Magazine Società

E' l'ora dei laici. Col crollo della seconda repubblica si riorganizzano le culture politiche

Creato il 04 ottobre 2011 da David Incamicia @FuoriOndaBlog
E' l'ora dei laici. Col crollo della seconda repubblica si riorganizzano le culture politiche
La recente prolusione del cardinale Bagnasco, per gli osservatori più attenti, non ha rappresentato solo un tardivo rimbrotto dell'autorità ecclesiastica alla degenerazione morale e culturale in cui versa il Paese, logorato nel suo tessuto più profondo da decenni di berlusconismo e dall'illusione della portata salvifica della seconda repubblica. In realtà, le sue parole hanno disegnato un percorso "strategico" che mira alla riorganizzazione attiva, proprio sulle ceneri dell'attuale decadente sistema, della vasta rete del cosiddetto laicato cattolico, pronto a riappropriarsi di uno spazio decisivo dentro la società italiana per restituire protagonismo a quanti si ispirano alla dottrina sociale della chiesa.
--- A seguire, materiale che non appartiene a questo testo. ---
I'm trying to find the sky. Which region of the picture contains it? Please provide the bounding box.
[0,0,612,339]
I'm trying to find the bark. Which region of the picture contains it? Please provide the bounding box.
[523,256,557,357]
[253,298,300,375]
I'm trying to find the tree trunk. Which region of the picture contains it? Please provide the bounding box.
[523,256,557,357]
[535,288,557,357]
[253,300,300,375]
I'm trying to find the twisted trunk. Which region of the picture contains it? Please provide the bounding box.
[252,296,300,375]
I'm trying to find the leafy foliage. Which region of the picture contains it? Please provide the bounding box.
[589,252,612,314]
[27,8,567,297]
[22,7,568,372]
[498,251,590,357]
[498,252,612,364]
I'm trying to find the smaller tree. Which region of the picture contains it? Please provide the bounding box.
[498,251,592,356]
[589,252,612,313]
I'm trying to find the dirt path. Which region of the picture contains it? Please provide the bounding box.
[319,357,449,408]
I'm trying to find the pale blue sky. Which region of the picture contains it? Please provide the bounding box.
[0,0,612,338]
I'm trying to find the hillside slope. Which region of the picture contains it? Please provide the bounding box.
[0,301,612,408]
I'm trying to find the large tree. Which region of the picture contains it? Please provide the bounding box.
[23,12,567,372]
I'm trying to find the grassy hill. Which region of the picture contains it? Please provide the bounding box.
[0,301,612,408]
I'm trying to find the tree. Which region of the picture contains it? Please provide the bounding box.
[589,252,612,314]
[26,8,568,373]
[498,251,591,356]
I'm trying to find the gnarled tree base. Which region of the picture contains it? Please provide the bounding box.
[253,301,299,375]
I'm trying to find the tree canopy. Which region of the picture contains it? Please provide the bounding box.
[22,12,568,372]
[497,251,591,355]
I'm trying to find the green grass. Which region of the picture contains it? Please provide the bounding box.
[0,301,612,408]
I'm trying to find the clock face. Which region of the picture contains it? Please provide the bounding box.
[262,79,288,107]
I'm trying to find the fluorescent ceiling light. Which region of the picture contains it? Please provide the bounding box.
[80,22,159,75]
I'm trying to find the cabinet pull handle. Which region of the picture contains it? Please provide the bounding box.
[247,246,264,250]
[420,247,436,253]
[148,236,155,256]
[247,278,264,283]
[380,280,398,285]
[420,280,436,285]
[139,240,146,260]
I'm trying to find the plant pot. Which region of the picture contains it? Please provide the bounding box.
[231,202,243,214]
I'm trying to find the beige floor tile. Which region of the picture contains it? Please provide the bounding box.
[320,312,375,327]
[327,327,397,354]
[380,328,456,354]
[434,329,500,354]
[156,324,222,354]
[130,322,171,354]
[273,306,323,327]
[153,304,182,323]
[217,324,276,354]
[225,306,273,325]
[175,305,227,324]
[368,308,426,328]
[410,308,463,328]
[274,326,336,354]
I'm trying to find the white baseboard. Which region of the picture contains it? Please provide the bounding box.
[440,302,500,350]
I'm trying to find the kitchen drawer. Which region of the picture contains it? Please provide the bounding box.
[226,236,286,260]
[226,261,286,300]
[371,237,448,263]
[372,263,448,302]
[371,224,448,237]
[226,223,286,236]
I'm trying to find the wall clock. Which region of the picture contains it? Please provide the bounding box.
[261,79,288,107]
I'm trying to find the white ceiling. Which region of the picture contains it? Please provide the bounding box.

Un intervento, quello del presidente della Conferenza Episcopale, non proprio definibile secondo gli schemi più classici dell'iniziativa politica ma certamente di indirizzo etico e civile. Tanto che il network delle associazioni cattoliche ha subito risposto all'alto richiamo del porporato sottoscrivendo un programma comune di impegno e suscitando molta attesa per il Forum di Todi del prossimo 17 ottobre, quando saranno seduti l'uno accanto all'altro i massimi rappresentanti di Cisl, Compagnia delle Opere, Comunione e Liberazione, Coldiretti, Confcooperative, Confartigianato, Acli, Movimento cristiano dei lavoratori, Azione Cattolica, Comunità di Sant'Egidio, Agesci e Focolarini. Tutto legittimo e perfino asupicabile a prescindere dai punti di vista, soprattutto se serve a imprimere una decisa accelerazione verso una fase nuova della partecipazione civile e politica alla vita del Paese.
Non solo i cattolici, tuttavia, hanno intuito che dal superamento dell'infame parentesi della seconda repubblica occorre ripartire ridefinendo la presenza delle più nobili e antiche culture politiche della nostra esperienza patria. Analogo fermento, infatti, comincia a registrarsi pure nel campo delle sensibilità laiche, che non mancano di sottolineare come l'occasione del 150° anniversario dell'Unità d'Italia affondi le proprie radici nella lungimirante visione del patriottismo liberale e repubblicano. Lo Stato unitario nasce laico, così come nasce laica la nostra Repubblica. Constatazioni apparentemente banali sul piano storico ma che abbisognano di essere continuamente corroborate - specie in questo grave momento di passaggio - da una ritrovata e fiera spinta di chi ha a cuore le sorti della "religione civile" per definizione: il libero pensiero.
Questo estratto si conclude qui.